DESCRIPTION OF SYMBOLS 1 ... AC power source 2 ... AC / DC conversion part 3 ... Microcomputer part 4 ... Heating control part 5 ... Heater 6 ... Electrode drive part 7 ... 1st electrode 8 ... Water quality resistance detection part 9 ... Thermistor 10 ... Inlet 11 ... Current Outlet 12 ... Second electrode 20 ... Water supply source 30 ... Discharge unit 100 ... Electrolyzed water generating device 200 ... Flow channel 300 ... Tank 400 ... Electrolyzer

Claims (3)

An electrolytic cell for generating electrolyzed water having an inlet through which water from a water supply source flows, an outlet through which water flows out, and a pair of opposed electrodes;
Temperature measuring means for measuring the temperature of water passing through the electrolytic cell;
A controller that calculates the electrical conductivity of water passing through the electrolytic cell and controls the current to the pair of electrodes;
The said control part is an electrolyzed water generating apparatus which calculates the said electrical conductivity based on the temperature of the said temperature measurement means, and determines a target electric current so that it may become a predetermined pH value.
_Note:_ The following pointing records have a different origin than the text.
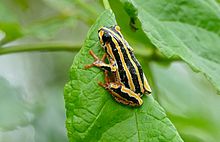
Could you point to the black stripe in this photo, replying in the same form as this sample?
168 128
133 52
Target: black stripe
130 67
125 95
140 70
121 70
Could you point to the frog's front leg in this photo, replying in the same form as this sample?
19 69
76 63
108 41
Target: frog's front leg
101 64
121 93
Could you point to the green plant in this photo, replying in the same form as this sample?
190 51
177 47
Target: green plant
177 43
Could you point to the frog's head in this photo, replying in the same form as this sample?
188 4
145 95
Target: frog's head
106 34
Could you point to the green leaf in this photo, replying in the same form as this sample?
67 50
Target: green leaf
193 110
93 115
189 29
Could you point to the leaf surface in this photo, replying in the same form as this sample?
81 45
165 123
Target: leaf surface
93 115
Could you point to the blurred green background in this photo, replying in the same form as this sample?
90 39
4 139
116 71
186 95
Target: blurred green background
31 83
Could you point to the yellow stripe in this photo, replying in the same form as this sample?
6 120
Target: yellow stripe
109 50
133 63
130 82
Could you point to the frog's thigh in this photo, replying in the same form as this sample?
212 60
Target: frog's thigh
124 95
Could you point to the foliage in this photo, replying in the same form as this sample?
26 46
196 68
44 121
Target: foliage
176 41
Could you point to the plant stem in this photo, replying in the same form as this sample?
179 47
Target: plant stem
106 4
40 47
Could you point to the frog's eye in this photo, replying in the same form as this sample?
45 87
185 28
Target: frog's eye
117 28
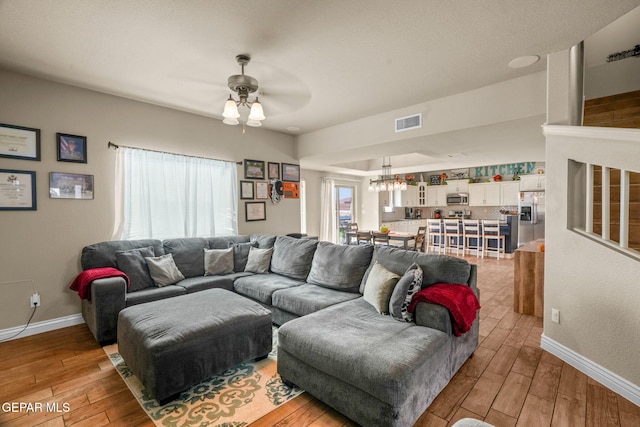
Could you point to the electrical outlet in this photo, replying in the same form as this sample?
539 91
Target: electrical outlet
35 300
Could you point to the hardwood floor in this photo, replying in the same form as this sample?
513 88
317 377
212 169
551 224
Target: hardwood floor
510 381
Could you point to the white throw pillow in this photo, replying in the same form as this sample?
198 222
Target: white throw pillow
163 270
379 287
259 260
218 261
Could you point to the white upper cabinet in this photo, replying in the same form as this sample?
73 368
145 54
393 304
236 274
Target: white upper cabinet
458 186
484 194
437 195
534 182
509 193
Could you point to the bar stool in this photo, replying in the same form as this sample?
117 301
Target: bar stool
491 231
419 244
363 237
471 234
435 235
452 236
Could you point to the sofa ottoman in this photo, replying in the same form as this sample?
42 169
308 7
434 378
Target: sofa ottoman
173 344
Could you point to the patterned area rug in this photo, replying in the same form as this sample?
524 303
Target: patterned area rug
234 398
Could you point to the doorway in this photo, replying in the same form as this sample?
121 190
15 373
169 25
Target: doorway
345 202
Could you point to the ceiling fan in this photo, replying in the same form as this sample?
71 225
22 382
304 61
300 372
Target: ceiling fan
243 85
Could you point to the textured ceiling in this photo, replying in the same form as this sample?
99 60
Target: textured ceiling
319 63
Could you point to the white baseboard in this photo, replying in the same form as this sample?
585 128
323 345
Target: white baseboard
605 377
40 327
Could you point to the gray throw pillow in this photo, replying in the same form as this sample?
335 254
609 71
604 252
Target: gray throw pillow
259 260
409 284
132 263
163 270
379 287
241 254
218 261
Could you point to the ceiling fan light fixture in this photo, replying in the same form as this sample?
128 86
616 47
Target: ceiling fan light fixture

A heating means disposed on the upstream side of the electrolytic cell and heating water flowing into the electrolytic cell;
A heating control unit for controlling the heating means,
The electrolyzed water generating apparatus according to claim 1, wherein the heating control unit sets the temperature of the water to a predetermined temperature by the heating unit.   The electrolyzed water generating apparatus according to claim 1 or 2, wherein a pair of electrodes for measuring electric conductivity of water is provided separately from the pair of opposed electrodes.